Andrade Jorge, Andersen Malin, Sillén Anna, Graff Caroline, Odeberg Jacob
Department of Biotechnology, AlbaNova University Center, Royal Institute of Technology (KTH), SE-10691 Stockholm, Sweden.
Eur J Hum Genet. 2007 Jun;15(6):694-702. doi: 10.1038/sj.ejhg.5201815. Epub 2007 Mar 21.
In genetics, with increasing data sizes and more advanced algorithms for mining complex data, a point is reached where increased computational capacity or alternative solutions becomes unavoidable. Most contemporary methods for linkage analysis are based on the Lander-Green hidden Markov model (HMM), which scales exponentially with the number of pedigree members. In whole genome linkage analysis, genotype simulations become prohibitively time consuming to perform on single computers. We have developed "Grid-Allegro", a Grid aware implementation of the Allegro software, by which several thousands of genotype simulations can be performed in parallel in short time. With temporary installations of the Allegro executable and datasets on remote nodes at submission, the need of predefined Grid run-time environments is circumvented. We evaluated the performance, efficiency and scalability of this implementation in a genome scan on Swedish multiplex Alzheimer's disease families. We demonstrate that "Grid-Allegro" allows for the full exploitation of the features available in Allegro for genome-wide linkage. The implementation of existing bioinformatics applications on Grids (Distributed Computing) represent a cost-effective alternative for addressing highly resource-demanding and data-intensive bioinformatics task, compared to acquiring and setting up clusters of computational hardware in house (Parallel Computing), a resource not available to most geneticists today.

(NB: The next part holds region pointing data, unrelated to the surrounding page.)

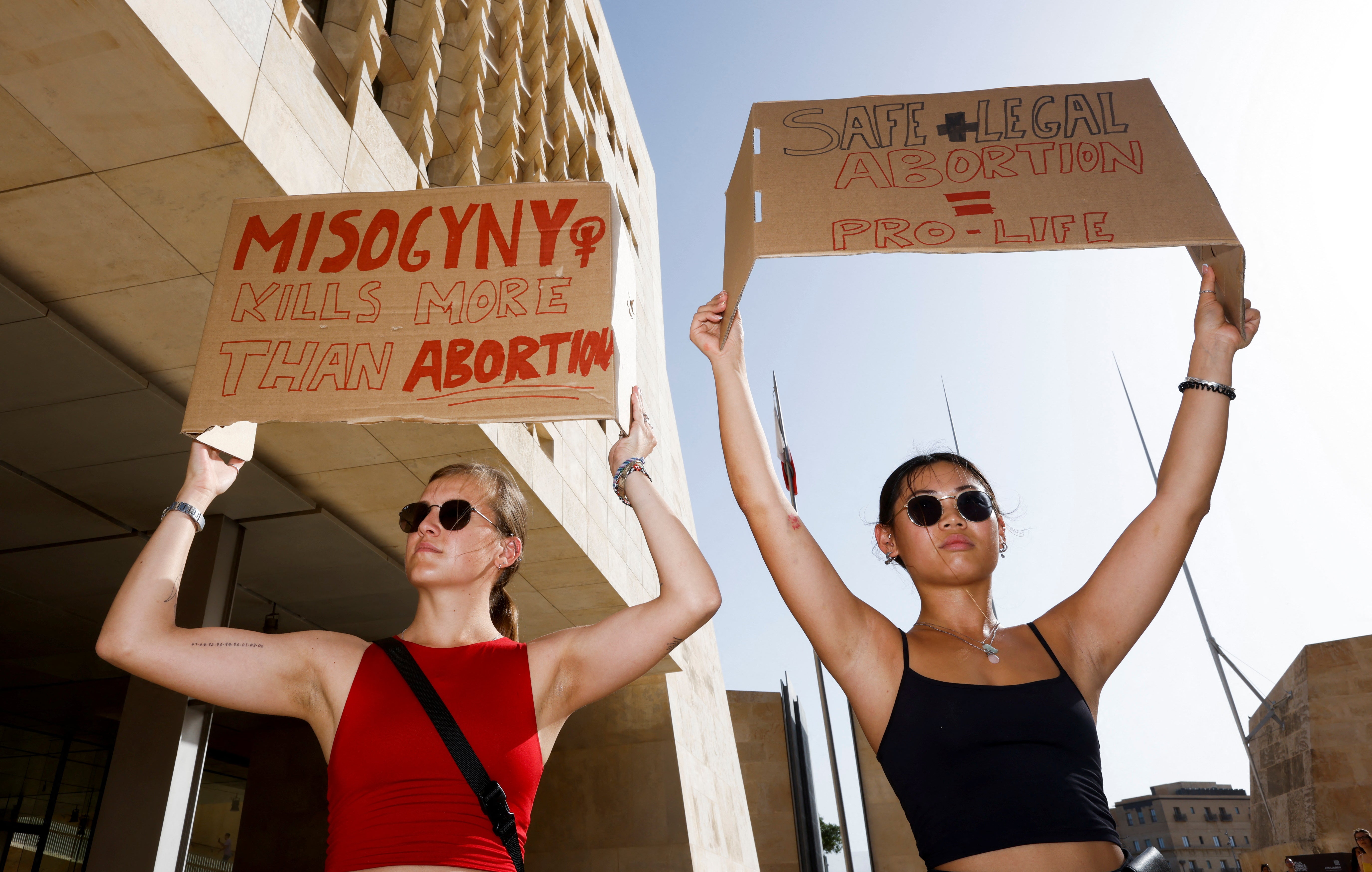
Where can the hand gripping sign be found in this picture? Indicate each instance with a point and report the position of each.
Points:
(1015, 169)
(452, 305)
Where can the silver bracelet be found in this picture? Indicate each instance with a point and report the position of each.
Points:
(191, 512)
(1207, 386)
(632, 465)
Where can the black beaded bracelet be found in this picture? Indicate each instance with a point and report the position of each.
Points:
(1208, 386)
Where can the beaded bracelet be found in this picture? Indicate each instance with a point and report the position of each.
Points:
(626, 470)
(1208, 386)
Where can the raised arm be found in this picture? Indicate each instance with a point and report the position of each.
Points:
(585, 664)
(235, 668)
(854, 640)
(1111, 612)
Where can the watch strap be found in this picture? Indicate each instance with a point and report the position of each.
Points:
(191, 512)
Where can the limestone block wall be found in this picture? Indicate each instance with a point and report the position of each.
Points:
(761, 735)
(892, 845)
(611, 797)
(1318, 771)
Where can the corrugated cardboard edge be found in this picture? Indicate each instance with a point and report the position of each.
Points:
(740, 253)
(625, 283)
(236, 439)
(1229, 264)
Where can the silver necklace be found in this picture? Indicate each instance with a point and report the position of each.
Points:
(991, 652)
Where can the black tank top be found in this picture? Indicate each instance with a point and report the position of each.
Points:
(980, 768)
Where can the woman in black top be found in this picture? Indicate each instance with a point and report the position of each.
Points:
(987, 733)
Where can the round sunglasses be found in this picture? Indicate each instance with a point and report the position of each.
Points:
(453, 515)
(927, 509)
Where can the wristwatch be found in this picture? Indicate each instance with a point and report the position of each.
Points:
(195, 515)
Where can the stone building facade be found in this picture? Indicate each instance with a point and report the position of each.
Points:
(128, 127)
(761, 734)
(1196, 825)
(1316, 766)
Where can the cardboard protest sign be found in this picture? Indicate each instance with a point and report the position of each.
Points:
(1015, 169)
(449, 305)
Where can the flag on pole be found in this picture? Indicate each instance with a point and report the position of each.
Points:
(788, 464)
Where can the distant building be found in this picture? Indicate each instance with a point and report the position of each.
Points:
(1196, 825)
(1315, 756)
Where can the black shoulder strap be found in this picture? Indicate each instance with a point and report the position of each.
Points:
(489, 794)
(1045, 644)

在遗传学领域,随着数据量的不断增加以及用于挖掘复杂数据的算法日益先进,达到了一个阶段,即增加计算能力或采用替代解决方案变得不可避免。大多数当代连锁分析方法基于兰德 - 格林隐马尔可夫模型(HMM),该模型的计算量会随着家系成员数量呈指数级增长。在全基因组连锁分析中,在单台计算机上进行基因型模拟会变得极其耗时。我们开发了“Grid - Allegro”,它是Allegro软件的一种支持网格计算的实现方式,通过它可以在短时间内并行执行数千次基因型模拟。通过在提交时将Allegro可执行文件和数据集临时安装在远程节点上,避免了对预定义网格运行时环境的需求。我们在对瑞典多病例阿尔茨海默病家系的基因组扫描中评估了这种实现方式的性能、效率和可扩展性。我们证明“Grid - Allegro”能够充分利用Allegro中可用于全基因组连锁分析的功能。与在内部购置和搭建计算硬件集群(并行计算)相比,在网格(分布式计算)上实现现有的生物信息学应用是解决高资源需求和数据密集型生物信息学任务的一种经济高效的替代方案,而大多数遗传学家目前无法获得并行计算所需的资源。